"Chronology doesn’t interest me. I don’t like its linear map. I avoid its signposts." ~ Sinéad Gleeson
Time is weird right now. My family and I have been more or less only in our own home for three weeks. I'm losing track of days. I looked at the calendar recently and was shocked to see that it was still March. Still March, I thought. How? The days are both long and short, time simultaneously stretched and compressed in this period of both utter sameness and wild, uncharted newness.
You're probably feeling this too.
It has me thinking about time's fluidity and fragmentation, and it has me reading fragmented narratives. One of my favorite examples of a fragmented narrative is the incomparable Bluets, by Maggie Nelson--her meditation on the color blue, but also, of course, so much more. Another is Anthony Doerr's novel All the Light We Cannot See. (Both of these, by the way, include mature content that may not suit readers of all ages and sensibilities, so I recommend checking out reviews and previews--and having a conversation with your adult--before picking them up yourself.)
There are plenty of short stories and essays that utilize the fragmented narrative to explore the nature of time, of memory, of identity, of trauma, and of perspective/point of view. Here, for instance, is Melissa Febos's "Call My Name"; and here is Kevin Wilson's "The Dead Sister Handbook." And here is an essay on fragmentation as craft (from which that line heading this post is taken) by Sinéad Gleeson.

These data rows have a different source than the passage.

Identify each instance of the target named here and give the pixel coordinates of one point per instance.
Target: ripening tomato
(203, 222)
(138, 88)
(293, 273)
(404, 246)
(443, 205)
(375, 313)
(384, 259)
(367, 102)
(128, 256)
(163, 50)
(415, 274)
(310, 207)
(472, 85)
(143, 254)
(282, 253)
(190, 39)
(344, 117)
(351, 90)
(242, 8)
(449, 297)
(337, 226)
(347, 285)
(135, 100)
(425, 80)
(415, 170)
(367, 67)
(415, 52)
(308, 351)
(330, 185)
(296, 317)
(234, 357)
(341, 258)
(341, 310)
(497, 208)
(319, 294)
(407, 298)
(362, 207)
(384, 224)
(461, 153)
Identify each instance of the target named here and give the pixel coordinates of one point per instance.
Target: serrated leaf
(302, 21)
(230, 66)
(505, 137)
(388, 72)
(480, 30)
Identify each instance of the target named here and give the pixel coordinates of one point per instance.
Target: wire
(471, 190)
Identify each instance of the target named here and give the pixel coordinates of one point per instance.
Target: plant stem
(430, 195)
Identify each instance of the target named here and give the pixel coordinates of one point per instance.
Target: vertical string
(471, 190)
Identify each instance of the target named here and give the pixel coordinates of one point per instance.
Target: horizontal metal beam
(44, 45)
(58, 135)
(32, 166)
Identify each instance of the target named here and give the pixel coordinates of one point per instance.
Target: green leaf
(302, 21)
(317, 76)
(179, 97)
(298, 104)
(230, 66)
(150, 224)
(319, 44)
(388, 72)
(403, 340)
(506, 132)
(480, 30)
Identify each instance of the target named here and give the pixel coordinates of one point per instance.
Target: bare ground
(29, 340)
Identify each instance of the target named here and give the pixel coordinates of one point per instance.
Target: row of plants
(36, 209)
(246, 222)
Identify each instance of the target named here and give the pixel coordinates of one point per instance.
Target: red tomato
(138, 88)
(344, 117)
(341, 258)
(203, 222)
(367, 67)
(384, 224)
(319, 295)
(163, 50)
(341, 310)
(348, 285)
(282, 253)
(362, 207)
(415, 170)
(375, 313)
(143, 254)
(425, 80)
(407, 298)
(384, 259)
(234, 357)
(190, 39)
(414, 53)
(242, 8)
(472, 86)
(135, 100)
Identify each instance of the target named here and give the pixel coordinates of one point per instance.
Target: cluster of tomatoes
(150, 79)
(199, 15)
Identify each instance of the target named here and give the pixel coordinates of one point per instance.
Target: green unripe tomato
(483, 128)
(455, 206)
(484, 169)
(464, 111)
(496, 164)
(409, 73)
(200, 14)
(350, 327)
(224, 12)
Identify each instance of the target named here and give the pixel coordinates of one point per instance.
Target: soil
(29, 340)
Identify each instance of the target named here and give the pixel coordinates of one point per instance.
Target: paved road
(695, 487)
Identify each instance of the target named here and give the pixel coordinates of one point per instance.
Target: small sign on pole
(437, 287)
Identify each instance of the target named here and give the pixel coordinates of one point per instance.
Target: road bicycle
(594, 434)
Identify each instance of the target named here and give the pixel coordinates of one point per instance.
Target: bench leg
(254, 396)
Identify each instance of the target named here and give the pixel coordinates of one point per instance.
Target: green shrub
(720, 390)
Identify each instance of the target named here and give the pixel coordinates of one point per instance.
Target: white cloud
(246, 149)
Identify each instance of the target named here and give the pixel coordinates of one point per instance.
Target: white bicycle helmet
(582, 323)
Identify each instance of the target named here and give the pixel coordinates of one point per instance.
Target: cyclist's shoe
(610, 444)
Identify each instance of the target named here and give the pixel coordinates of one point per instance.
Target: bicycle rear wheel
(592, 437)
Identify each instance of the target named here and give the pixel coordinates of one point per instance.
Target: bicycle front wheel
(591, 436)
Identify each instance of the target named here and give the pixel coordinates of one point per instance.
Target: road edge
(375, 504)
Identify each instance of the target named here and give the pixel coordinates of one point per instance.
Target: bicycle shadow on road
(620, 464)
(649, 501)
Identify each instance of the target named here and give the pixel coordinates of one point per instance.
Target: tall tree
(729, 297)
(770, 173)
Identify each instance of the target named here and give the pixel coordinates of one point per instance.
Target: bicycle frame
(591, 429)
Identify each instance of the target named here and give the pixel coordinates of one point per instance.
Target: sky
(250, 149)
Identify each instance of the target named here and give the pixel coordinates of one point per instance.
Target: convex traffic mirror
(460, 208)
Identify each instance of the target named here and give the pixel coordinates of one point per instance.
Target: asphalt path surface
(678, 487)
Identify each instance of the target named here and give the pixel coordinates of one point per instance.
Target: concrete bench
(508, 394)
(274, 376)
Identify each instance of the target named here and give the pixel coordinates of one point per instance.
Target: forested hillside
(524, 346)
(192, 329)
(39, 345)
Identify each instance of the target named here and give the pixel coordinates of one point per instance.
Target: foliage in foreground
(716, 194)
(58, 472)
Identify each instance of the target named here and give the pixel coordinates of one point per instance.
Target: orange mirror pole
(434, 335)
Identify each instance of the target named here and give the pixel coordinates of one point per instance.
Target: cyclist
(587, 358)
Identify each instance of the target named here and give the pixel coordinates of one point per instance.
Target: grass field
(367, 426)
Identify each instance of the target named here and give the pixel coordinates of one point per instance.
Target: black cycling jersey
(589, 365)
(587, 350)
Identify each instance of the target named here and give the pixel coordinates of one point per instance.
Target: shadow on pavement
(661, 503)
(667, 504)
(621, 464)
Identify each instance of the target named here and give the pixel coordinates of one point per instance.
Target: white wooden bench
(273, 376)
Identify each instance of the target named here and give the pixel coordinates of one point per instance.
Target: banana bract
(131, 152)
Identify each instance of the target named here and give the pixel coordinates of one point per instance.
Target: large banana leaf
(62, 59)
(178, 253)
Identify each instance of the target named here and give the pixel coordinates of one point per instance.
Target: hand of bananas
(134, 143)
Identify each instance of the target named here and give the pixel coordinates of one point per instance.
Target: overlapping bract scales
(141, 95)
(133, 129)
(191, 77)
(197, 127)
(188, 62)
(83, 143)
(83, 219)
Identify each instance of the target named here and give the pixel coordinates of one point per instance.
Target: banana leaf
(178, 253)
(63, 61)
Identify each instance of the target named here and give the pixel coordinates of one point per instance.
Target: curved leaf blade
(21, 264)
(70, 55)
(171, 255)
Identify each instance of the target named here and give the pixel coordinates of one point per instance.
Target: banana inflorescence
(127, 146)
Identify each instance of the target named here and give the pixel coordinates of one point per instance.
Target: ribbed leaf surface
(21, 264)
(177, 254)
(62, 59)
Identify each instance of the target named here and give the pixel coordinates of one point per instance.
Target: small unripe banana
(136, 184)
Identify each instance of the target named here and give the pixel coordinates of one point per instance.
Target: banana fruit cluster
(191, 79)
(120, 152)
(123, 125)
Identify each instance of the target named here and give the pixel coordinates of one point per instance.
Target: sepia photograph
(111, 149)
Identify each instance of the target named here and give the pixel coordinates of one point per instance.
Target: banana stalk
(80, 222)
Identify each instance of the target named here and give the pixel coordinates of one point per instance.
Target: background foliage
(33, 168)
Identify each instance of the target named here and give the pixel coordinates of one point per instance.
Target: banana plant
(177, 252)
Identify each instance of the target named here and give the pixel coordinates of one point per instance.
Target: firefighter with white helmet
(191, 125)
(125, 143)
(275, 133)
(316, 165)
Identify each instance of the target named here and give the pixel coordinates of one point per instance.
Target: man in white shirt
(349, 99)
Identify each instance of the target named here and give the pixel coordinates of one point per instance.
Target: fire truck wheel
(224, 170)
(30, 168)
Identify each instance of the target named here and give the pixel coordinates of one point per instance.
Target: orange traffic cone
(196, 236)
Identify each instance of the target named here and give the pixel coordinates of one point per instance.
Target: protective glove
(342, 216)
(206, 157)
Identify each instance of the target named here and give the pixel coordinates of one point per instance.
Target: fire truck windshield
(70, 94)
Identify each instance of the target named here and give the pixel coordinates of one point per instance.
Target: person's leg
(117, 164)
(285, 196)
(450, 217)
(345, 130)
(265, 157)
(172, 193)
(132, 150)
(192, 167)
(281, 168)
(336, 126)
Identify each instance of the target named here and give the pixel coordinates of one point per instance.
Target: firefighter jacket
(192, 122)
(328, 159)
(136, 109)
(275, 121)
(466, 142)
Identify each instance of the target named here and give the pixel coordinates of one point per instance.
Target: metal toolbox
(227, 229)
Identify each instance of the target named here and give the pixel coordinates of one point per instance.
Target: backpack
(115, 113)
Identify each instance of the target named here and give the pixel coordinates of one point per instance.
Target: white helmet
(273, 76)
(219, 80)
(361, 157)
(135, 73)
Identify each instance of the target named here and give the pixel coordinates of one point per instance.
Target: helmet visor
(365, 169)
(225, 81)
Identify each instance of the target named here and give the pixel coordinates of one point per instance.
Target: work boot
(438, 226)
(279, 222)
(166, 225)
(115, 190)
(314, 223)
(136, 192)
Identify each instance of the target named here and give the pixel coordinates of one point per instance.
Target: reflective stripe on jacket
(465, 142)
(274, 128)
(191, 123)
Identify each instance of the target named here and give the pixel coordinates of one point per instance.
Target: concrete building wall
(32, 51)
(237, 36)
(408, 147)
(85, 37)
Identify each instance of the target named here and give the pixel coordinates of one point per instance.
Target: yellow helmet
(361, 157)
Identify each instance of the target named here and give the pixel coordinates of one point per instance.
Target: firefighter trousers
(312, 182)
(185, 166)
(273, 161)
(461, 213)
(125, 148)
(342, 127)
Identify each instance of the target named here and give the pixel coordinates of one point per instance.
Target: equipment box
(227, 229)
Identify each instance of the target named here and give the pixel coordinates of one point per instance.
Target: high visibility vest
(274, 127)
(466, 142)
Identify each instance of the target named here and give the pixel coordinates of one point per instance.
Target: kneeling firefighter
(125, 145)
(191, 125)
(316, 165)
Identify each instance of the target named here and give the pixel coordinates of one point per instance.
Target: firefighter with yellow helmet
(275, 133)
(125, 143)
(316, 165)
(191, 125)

Today's writing exercise is a riff on this theme. Play with breaking up your narrative, with abandoning the need for transitions, explicit bridges, and time markers. Let go of linear plot and chronology. See what happens!
Exercise:
Write about staying in one place. What does that mean for your character/narrator? Where is your character/narrator? Why stay there? What is the emotional outcome of staying in place? And is "staying in place" literal or metaphorical for your character/narrator? How does staying in place bend or warp or erase time? What does that look like on the page?
* If you're stuck and need a place to begin, borrow from the Gleeson quote above. Start with a map of where your character is staying.
* Write in any form that makes sense to you (fiction, essay, hybrid, poetry, etc.).